Nicola Saccomanno

Nicola Saccomanno


Supervisor: Angelo Montanari

+39 0432 558457

Stanza / Room: L2-06-ND (DMIF, NS3)

Research Project

Advanced solutions for indoor positioning

Indoor positioning has become a quite relevant topic over the last few years thanks to its application in fields like detection of objects (stored goods, medical equipment, etc.), detection of people either during everyday activities or in the context of emergencies, personalised information delivery, healthcare monitoring, context awareness, and so on.

Nowadays, several solutions are currently being exploited to address this problem. One of the most effective is fingerprinting. A core advantage behind the adoption of this technique is that it relies only on WLANs, which are widely deployed today. Indoor fingerprint-based positioning solutions are characterised by two steps. The first one, called offline (or training) phase, aims at building the radio map used in the second phase. Basically, at certain predefined reference points (i.e., specific locations of the building), multiple readings of the Wi-Fi network are sampled and stored into a database. The second, online, phase occurs when a device is interested in identifying its position. To achieve that, it submits its observation of the Wi-Fi network, which is subsequently compared with those stored in the database to determine the possible location of the device. The literature identifies some challenges related to classical fingerprint-based solutions as well as more advanced ones. Some examples are the management of devices heterogeneity, the deployment optimisation, the radio map construction, the handling of faulty measurements, the low accuracy of classical solutions, the access points selection, the lack of uniformity of the signals, and the absence of universal standards for both indoor positioning and indoor mapping.

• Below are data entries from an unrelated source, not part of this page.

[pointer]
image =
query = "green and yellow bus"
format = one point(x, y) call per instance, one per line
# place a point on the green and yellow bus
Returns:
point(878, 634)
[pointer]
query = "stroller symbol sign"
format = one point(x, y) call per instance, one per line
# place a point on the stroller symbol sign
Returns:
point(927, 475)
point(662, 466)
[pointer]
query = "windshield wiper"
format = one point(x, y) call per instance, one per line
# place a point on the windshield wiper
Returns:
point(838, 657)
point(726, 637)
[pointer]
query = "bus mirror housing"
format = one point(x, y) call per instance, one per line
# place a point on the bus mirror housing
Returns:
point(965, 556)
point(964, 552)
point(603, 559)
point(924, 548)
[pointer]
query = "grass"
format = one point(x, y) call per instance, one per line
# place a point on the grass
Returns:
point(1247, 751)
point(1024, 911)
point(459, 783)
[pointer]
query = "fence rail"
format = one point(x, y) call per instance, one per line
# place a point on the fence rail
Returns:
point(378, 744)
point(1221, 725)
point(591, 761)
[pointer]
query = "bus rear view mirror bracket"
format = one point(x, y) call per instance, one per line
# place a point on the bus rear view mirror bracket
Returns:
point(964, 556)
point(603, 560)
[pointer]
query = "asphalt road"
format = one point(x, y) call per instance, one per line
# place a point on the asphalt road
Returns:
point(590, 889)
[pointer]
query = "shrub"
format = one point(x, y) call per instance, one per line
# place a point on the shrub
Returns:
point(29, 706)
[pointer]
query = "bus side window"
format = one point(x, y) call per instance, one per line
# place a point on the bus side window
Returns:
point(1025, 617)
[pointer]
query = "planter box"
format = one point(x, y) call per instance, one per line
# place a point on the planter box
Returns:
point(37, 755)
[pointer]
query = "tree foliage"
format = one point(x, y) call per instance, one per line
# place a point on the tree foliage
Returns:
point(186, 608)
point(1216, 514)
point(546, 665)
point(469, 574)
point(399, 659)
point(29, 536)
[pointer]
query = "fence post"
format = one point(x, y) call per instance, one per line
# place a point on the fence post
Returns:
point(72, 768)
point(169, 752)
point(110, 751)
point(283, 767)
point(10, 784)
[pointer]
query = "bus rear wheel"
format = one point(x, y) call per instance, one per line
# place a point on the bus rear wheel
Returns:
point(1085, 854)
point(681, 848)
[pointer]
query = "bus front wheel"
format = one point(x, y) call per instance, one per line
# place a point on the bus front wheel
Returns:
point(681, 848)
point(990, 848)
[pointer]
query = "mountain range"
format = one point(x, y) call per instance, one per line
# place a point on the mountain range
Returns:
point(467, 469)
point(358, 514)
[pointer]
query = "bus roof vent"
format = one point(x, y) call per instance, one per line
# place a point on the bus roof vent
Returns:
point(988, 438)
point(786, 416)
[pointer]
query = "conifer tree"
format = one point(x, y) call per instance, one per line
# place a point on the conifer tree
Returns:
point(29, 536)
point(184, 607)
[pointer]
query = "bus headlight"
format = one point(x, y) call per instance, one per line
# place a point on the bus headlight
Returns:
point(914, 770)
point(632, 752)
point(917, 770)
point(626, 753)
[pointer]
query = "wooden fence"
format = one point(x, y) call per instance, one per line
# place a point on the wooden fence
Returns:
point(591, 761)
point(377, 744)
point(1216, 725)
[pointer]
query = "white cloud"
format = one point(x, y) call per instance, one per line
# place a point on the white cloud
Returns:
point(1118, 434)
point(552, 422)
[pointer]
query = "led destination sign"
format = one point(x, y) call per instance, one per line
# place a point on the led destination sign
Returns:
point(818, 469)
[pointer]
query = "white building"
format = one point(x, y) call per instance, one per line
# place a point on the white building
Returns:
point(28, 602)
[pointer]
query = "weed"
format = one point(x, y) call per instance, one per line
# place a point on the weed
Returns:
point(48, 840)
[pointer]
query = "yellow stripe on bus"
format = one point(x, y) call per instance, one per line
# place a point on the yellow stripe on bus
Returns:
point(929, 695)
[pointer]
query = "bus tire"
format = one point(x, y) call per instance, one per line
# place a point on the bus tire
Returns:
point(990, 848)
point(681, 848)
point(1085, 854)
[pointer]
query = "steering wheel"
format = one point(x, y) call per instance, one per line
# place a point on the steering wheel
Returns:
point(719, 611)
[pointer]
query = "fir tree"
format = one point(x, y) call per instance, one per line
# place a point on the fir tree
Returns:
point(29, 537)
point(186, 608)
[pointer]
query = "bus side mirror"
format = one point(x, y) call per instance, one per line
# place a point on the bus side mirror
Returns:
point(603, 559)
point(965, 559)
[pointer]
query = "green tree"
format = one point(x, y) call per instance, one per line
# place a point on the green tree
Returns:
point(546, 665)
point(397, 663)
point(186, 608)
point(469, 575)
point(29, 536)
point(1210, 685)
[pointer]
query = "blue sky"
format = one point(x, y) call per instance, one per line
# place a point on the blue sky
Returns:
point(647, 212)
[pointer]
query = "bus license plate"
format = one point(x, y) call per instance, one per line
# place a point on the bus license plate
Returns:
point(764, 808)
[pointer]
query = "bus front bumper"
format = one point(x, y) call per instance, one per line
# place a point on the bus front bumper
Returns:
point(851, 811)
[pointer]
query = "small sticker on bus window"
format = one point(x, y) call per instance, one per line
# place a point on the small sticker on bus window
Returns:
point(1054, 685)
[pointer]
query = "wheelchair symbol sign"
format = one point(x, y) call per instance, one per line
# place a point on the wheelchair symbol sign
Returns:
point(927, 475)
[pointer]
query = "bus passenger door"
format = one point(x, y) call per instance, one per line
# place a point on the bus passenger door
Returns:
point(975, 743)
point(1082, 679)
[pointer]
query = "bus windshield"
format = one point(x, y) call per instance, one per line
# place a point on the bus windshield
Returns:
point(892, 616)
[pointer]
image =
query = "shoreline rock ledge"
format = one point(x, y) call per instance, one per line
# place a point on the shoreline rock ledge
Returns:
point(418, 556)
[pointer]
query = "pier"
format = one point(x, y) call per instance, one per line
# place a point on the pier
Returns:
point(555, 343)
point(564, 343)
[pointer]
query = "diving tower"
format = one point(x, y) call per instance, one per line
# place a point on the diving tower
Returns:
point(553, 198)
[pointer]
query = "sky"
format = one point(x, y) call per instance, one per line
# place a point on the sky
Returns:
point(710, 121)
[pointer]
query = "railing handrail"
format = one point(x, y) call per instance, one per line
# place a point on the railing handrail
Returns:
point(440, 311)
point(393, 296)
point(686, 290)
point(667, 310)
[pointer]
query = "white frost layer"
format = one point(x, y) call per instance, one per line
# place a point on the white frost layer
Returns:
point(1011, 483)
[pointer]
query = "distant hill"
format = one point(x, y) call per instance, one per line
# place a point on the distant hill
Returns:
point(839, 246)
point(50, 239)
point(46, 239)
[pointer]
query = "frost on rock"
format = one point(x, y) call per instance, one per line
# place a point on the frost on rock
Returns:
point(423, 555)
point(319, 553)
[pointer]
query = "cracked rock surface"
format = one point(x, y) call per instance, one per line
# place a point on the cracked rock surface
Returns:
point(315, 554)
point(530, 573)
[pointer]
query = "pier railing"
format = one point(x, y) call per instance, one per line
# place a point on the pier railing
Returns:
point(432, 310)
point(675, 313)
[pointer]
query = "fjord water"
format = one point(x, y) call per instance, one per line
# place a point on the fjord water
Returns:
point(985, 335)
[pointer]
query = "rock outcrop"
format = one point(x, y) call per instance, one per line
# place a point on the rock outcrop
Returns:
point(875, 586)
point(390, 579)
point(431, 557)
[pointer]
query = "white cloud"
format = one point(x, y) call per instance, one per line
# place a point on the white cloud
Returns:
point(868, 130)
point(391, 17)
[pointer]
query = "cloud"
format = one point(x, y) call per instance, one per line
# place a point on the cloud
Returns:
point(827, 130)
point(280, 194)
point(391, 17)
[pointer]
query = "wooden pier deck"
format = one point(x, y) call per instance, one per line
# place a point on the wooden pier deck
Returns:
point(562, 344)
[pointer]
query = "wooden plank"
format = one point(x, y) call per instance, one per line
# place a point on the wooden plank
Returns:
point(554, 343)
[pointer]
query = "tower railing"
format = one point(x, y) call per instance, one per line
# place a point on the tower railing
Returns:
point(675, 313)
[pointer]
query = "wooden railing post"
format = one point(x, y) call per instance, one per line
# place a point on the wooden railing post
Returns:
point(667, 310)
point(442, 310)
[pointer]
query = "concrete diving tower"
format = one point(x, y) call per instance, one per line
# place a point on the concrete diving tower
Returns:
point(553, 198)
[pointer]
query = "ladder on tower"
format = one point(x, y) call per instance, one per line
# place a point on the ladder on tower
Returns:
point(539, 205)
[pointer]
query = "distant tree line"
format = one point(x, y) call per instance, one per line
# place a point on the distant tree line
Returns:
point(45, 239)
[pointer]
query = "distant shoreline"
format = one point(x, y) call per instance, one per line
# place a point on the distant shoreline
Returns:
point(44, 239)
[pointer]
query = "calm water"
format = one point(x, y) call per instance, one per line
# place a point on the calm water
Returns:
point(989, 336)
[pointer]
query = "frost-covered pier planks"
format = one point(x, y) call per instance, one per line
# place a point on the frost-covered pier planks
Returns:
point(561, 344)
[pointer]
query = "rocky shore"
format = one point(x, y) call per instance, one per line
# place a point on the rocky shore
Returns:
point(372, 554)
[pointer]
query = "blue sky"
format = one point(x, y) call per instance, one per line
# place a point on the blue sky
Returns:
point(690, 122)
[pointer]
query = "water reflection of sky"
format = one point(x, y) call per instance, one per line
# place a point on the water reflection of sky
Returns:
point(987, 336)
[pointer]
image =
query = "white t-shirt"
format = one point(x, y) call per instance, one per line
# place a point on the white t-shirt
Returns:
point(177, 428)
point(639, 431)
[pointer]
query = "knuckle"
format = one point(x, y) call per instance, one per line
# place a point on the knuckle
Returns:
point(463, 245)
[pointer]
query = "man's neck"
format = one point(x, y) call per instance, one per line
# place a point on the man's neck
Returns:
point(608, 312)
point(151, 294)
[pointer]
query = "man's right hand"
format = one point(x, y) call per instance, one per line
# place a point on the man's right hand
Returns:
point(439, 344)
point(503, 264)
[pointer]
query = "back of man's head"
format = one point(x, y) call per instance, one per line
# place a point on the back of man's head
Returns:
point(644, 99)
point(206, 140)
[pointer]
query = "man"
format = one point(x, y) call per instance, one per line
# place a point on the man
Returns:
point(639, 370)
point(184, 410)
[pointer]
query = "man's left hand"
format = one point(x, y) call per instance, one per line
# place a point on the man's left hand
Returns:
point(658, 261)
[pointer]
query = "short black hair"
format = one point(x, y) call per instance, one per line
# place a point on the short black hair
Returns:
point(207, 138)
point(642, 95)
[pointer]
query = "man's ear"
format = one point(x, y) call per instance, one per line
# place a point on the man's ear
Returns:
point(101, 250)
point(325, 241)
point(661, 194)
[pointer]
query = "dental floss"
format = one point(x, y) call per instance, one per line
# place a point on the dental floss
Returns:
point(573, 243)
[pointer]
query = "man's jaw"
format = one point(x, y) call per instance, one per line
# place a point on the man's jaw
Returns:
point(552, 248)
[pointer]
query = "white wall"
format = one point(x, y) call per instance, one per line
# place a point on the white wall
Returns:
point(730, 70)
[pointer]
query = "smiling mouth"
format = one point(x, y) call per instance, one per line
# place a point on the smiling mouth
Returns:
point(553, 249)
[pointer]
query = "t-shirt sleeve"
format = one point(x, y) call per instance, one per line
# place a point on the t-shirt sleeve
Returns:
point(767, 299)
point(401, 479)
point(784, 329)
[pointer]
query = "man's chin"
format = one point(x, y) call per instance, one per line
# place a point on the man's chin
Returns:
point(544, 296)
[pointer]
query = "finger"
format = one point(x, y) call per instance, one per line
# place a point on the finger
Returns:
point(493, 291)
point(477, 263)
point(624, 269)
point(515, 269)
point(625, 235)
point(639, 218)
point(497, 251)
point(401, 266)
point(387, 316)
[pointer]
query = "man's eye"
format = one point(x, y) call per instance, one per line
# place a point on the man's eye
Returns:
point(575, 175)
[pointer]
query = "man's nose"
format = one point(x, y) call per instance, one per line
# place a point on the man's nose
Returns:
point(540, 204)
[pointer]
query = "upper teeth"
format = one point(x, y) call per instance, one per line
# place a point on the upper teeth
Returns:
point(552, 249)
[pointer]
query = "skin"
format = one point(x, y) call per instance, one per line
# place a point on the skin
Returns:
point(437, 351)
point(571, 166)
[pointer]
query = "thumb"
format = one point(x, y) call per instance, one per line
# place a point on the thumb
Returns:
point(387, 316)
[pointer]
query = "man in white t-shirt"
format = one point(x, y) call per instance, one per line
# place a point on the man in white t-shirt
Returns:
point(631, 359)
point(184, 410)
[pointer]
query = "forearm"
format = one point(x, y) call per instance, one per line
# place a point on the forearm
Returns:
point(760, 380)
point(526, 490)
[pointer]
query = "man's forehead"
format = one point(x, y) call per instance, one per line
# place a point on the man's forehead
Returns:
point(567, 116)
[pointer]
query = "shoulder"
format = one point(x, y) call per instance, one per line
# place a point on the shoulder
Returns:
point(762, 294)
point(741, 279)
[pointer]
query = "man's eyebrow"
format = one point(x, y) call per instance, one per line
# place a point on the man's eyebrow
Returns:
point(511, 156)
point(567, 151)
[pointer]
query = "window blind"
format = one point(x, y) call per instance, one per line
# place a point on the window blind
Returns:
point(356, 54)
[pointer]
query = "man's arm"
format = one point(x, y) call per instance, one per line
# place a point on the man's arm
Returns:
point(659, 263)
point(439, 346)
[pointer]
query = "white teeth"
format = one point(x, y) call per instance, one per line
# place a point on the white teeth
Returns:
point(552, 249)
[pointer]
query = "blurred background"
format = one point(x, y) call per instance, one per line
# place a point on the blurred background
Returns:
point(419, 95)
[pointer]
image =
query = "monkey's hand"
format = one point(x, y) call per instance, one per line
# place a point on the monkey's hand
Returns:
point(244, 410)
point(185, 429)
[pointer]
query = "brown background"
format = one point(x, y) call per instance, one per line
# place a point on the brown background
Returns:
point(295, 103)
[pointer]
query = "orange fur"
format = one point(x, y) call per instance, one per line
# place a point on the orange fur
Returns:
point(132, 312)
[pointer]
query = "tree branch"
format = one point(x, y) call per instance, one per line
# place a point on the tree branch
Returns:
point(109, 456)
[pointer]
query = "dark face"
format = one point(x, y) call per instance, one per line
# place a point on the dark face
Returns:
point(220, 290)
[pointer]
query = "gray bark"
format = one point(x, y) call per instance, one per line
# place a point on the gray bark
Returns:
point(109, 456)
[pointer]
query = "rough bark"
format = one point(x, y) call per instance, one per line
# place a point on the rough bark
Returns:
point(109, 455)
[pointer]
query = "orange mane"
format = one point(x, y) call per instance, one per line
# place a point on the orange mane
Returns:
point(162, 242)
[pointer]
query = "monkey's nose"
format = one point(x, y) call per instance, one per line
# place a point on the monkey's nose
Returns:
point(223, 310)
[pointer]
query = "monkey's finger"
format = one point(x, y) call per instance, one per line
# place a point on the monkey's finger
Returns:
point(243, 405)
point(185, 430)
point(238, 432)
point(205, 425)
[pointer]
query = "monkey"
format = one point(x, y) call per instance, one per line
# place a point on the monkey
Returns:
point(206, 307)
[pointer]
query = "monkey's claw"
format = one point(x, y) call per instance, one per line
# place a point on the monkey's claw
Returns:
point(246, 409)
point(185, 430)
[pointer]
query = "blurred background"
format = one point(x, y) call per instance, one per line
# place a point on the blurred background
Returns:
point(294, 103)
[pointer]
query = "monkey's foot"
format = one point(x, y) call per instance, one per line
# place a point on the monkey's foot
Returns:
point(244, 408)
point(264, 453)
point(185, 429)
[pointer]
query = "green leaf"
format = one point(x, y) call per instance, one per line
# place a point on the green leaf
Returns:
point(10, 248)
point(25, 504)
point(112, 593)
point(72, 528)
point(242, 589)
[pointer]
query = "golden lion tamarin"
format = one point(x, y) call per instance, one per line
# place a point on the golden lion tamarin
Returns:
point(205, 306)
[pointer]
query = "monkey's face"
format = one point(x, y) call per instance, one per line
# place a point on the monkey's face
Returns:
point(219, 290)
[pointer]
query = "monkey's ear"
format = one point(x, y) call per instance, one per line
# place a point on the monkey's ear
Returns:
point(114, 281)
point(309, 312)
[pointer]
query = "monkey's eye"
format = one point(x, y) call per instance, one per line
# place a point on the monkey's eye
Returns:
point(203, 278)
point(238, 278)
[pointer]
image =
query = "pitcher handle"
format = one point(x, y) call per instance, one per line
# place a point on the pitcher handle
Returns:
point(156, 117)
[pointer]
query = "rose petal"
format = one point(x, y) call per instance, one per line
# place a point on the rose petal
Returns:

During my PhD, I am addressing the indoor positioning topic and related issues from a data science perspective. Precisely, by exploiting different techniques ranging from machine learning to more classical ones, I am interested into investigating how to take advantage of data to refine the current state of the art and possibly contributing in solving some of the current challenges. Among the possible lines of research, I am planning to study how to combine indoor and outdoor positioning, how to identify system accuracy at runtime, how to address radio map construction major related issues, and how the introduction of more refined buildings maps can improve the current scenario.